3) Decrease in ATP affinity so it can release it. - ATP transported out of mitochondria via an ATP-ADP antiporter.
- Explain the basic mechanisms of cell death regulation by mitochondria.
- Defective mt’s are leaky, can signal apoptosis.
- Cell damage –> Bak/Bax-dependent perforation of the OMM –> cytochrome C release –> binds to cytoplasmic proteins that activates the formation of an apoptosome –> activates caspases that cause apoptosis. BUT even if this is under way, you can oxidize cyt c and stop the process, true for necrosis too. cool right.
- In ischemic injury, mitochondria can promote necrotic cell death by causing MPTP-dependent perforation of OMM and IMM. –>cytochrome release and elimination of proton gradient.

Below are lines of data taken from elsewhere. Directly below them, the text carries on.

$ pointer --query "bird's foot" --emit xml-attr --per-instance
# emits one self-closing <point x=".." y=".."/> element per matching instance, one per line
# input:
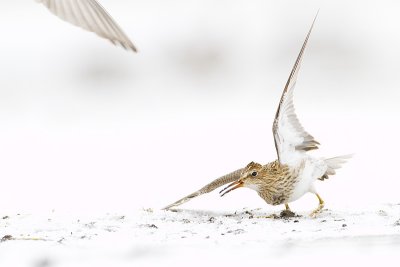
<point x="317" y="211"/>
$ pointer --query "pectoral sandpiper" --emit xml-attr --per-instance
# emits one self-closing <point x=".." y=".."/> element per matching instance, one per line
<point x="295" y="172"/>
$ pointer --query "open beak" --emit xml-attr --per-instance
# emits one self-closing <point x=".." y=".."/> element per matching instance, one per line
<point x="231" y="186"/>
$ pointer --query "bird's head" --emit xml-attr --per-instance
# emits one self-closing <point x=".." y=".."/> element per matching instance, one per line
<point x="250" y="177"/>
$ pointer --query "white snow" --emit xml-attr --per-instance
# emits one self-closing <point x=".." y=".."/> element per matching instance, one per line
<point x="150" y="237"/>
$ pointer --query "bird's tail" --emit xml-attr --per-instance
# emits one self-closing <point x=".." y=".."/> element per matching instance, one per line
<point x="228" y="178"/>
<point x="333" y="164"/>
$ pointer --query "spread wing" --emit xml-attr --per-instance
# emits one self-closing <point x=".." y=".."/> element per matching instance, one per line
<point x="91" y="16"/>
<point x="290" y="136"/>
<point x="228" y="178"/>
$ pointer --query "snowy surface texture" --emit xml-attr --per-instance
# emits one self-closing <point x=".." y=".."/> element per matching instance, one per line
<point x="202" y="238"/>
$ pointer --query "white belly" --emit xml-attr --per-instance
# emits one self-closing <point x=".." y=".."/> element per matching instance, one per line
<point x="312" y="170"/>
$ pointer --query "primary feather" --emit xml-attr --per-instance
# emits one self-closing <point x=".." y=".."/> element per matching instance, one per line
<point x="91" y="16"/>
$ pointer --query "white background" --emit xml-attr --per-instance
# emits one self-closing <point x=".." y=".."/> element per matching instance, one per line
<point x="88" y="127"/>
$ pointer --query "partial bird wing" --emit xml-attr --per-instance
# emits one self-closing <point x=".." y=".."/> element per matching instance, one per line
<point x="91" y="16"/>
<point x="228" y="178"/>
<point x="290" y="136"/>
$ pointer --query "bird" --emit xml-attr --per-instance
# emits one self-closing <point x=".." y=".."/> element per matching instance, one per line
<point x="295" y="171"/>
<point x="91" y="16"/>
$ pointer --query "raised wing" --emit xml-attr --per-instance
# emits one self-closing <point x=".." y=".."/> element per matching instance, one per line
<point x="228" y="178"/>
<point x="290" y="136"/>
<point x="91" y="16"/>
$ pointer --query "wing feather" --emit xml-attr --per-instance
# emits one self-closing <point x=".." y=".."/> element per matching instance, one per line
<point x="91" y="16"/>
<point x="289" y="135"/>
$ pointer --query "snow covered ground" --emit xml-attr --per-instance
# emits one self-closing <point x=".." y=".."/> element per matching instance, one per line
<point x="96" y="133"/>
<point x="148" y="237"/>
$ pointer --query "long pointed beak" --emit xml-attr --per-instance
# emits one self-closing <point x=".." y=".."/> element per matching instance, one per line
<point x="231" y="186"/>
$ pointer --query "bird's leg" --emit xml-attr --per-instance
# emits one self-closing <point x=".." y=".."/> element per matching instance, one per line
<point x="320" y="207"/>
<point x="287" y="212"/>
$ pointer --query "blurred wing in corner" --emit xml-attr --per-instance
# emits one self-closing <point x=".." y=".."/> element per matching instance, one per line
<point x="290" y="136"/>
<point x="91" y="16"/>
<point x="230" y="177"/>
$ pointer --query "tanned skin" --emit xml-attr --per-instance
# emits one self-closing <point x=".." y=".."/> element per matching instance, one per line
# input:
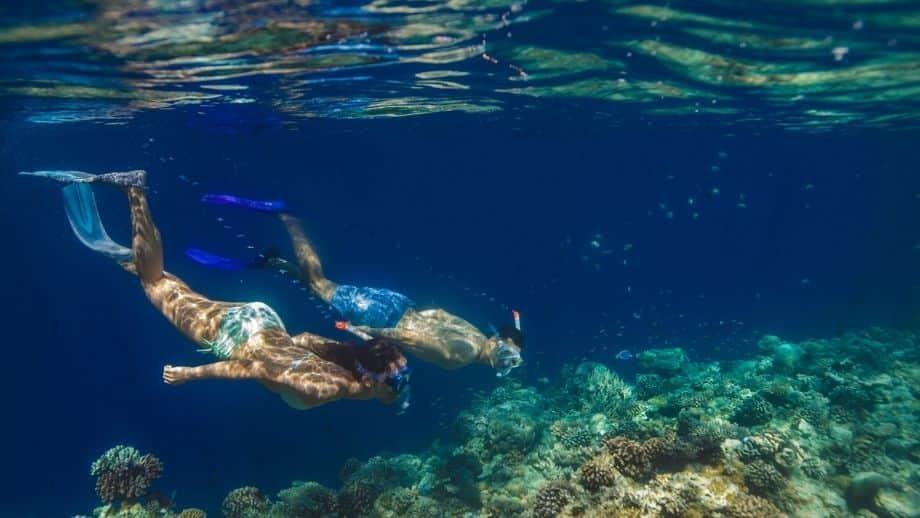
<point x="306" y="370"/>
<point x="432" y="335"/>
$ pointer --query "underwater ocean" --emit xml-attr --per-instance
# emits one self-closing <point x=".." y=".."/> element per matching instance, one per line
<point x="706" y="214"/>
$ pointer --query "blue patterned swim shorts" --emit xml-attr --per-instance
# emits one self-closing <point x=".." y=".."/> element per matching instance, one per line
<point x="371" y="307"/>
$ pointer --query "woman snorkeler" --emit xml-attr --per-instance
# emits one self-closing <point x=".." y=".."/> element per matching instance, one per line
<point x="433" y="335"/>
<point x="249" y="340"/>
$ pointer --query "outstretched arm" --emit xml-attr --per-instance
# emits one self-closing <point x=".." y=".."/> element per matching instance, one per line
<point x="229" y="369"/>
<point x="308" y="259"/>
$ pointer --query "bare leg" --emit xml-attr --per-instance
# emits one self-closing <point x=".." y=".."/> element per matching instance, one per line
<point x="196" y="316"/>
<point x="307" y="258"/>
<point x="229" y="369"/>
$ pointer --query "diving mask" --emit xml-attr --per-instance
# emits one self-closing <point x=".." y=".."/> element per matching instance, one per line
<point x="399" y="382"/>
<point x="505" y="358"/>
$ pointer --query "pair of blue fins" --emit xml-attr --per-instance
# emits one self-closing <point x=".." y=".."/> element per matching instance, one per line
<point x="83" y="215"/>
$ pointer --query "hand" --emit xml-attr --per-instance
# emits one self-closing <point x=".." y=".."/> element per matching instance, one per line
<point x="173" y="375"/>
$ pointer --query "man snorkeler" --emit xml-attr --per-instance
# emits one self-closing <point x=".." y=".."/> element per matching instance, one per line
<point x="249" y="340"/>
<point x="432" y="335"/>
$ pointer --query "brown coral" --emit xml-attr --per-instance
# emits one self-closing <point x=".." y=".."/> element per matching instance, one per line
<point x="355" y="500"/>
<point x="630" y="457"/>
<point x="551" y="499"/>
<point x="122" y="473"/>
<point x="763" y="478"/>
<point x="597" y="473"/>
<point x="749" y="506"/>
<point x="245" y="502"/>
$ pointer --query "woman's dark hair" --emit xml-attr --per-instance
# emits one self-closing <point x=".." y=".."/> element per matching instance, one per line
<point x="375" y="355"/>
<point x="512" y="333"/>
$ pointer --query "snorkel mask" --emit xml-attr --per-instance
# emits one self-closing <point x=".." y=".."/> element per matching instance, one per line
<point x="399" y="382"/>
<point x="505" y="357"/>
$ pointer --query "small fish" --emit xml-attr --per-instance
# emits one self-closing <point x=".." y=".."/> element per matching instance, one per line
<point x="624" y="355"/>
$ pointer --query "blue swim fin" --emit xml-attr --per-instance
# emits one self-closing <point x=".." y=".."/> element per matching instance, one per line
<point x="210" y="260"/>
<point x="135" y="178"/>
<point x="80" y="205"/>
<point x="271" y="206"/>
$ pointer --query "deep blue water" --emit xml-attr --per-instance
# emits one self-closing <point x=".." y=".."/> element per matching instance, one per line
<point x="643" y="232"/>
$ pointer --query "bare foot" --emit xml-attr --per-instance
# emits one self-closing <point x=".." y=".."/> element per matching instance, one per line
<point x="173" y="375"/>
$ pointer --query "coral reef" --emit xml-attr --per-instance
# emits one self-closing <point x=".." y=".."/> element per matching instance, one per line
<point x="245" y="502"/>
<point x="814" y="428"/>
<point x="122" y="473"/>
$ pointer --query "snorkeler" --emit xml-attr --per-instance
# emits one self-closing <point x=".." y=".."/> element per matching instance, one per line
<point x="432" y="335"/>
<point x="249" y="340"/>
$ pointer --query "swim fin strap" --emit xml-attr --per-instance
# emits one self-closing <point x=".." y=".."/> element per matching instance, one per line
<point x="80" y="205"/>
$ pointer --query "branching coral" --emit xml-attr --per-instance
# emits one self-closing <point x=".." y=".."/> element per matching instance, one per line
<point x="532" y="451"/>
<point x="753" y="411"/>
<point x="597" y="472"/>
<point x="572" y="435"/>
<point x="122" y="473"/>
<point x="245" y="502"/>
<point x="355" y="500"/>
<point x="763" y="479"/>
<point x="630" y="457"/>
<point x="750" y="506"/>
<point x="307" y="500"/>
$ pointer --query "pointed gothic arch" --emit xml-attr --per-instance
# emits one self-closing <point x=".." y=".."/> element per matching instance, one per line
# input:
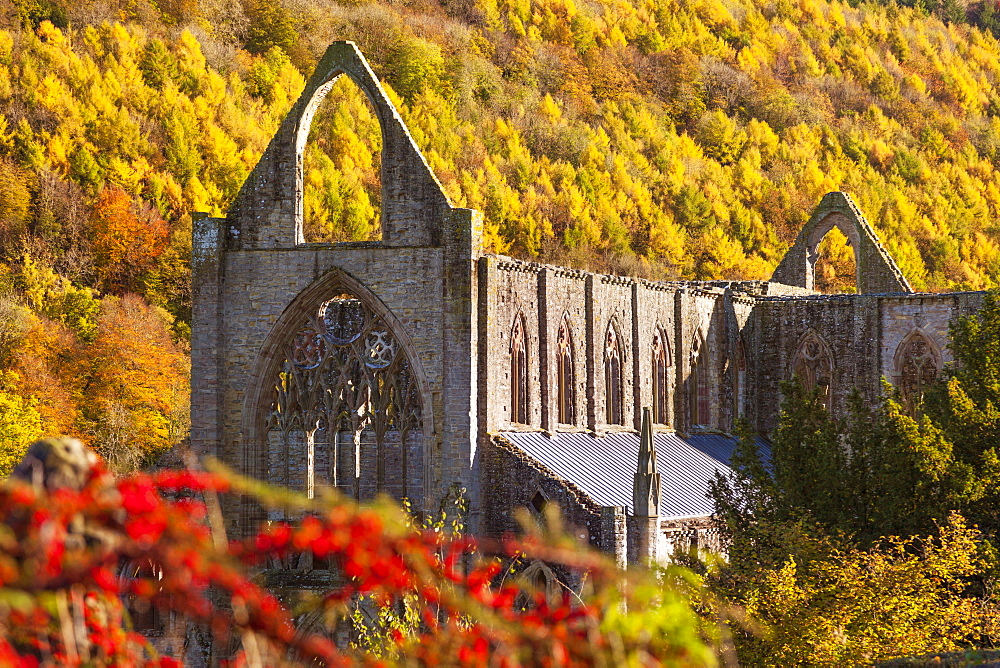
<point x="917" y="363"/>
<point x="813" y="365"/>
<point x="267" y="212"/>
<point x="518" y="371"/>
<point x="661" y="365"/>
<point x="699" y="384"/>
<point x="337" y="397"/>
<point x="613" y="391"/>
<point x="875" y="270"/>
<point x="565" y="376"/>
<point x="739" y="379"/>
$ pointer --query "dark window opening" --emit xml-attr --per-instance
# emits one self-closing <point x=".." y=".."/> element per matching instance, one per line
<point x="566" y="395"/>
<point x="613" y="377"/>
<point x="518" y="374"/>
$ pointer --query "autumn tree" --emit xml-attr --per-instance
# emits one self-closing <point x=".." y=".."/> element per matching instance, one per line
<point x="136" y="384"/>
<point x="127" y="238"/>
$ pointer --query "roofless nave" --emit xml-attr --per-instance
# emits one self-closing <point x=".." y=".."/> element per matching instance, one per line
<point x="418" y="363"/>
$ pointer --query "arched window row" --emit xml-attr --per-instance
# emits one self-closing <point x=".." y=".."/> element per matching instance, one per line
<point x="699" y="382"/>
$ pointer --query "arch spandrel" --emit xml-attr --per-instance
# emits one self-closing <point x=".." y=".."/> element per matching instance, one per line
<point x="268" y="211"/>
<point x="285" y="366"/>
<point x="877" y="272"/>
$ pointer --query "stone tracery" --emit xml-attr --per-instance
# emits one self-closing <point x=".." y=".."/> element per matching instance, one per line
<point x="918" y="364"/>
<point x="346" y="410"/>
<point x="813" y="365"/>
<point x="661" y="382"/>
<point x="566" y="393"/>
<point x="518" y="373"/>
<point x="613" y="376"/>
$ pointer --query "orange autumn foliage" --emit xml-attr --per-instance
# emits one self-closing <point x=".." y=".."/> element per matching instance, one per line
<point x="137" y="383"/>
<point x="127" y="238"/>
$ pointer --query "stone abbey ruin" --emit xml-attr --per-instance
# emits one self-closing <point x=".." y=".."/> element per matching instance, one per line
<point x="419" y="363"/>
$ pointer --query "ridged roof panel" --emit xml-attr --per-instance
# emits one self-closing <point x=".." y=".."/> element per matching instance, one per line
<point x="604" y="466"/>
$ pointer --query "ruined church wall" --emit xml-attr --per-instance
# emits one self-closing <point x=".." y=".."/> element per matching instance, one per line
<point x="863" y="332"/>
<point x="654" y="311"/>
<point x="928" y="313"/>
<point x="253" y="290"/>
<point x="694" y="319"/>
<point x="849" y="326"/>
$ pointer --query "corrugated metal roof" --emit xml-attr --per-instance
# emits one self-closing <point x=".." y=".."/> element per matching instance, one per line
<point x="604" y="466"/>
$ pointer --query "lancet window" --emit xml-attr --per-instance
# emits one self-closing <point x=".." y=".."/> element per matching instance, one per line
<point x="346" y="410"/>
<point x="518" y="373"/>
<point x="813" y="364"/>
<point x="739" y="380"/>
<point x="565" y="378"/>
<point x="613" y="376"/>
<point x="661" y="366"/>
<point x="918" y="364"/>
<point x="698" y="387"/>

- No ATP can be produced so the whole cell is going to die.
- Also causes ATP synthase to become ATPase –>uses up any available ATP.
- If we can control this response, we can maybe control ischemic injury.
-Important response because bad mt can cause too much ROS to be present –> cell damage and senescence because it is highly reactive and will oxidize whatever it comes into contact with.
- State the principles of mitochondria quality control.
Three levels of regulation for these bitch ass culeros:
1) -Proteolytic cleavage –> mt has proteases that degrade proteins in the matrix if they’re not working properly.
- (So the three mt proteases that recognize and degrade misfolded proteins are mAA, iAAA, & Lon.)
- OMM proteins degraded by a normal proteasome.
- mAAA degrades defective proteins in the IMS (?).
- iAAA is another protease that recognizes/degrades bad proteins.
- Lon is in the matrix and degrade misfolded proteins there.
2) -If you have too much protein –> can undergo fusion to dilute it out. In this process damaged mitochondria can be “fixed”by fusing with healthy mitochondria OR can be eliminated by mitophagy.
- Mitophagy = specialized to degrade defective mitochondria and transport to lysosome.
3)-if mt too fucked up–> apoptosis
- Describe the role of mitochondria in senescence and some of the mitochondria-related diseases.
- Accumulation of ROS –> senescence and increased sensitivity to neuronal degeneration.
- Several mutations in the mitochondria quality control pathways result in various neuropathies
- Mutations in fusion gene OPA1 causes autosomal dominant optic atrophy and mutations
- Mutations in Mfn2 gene –> CMT type 2A.
- Mutation in mAAA protease = hereditary spastic paraplegia.
- Arsenic inhibits oxidative phosphorylation by inhibiting ATP production.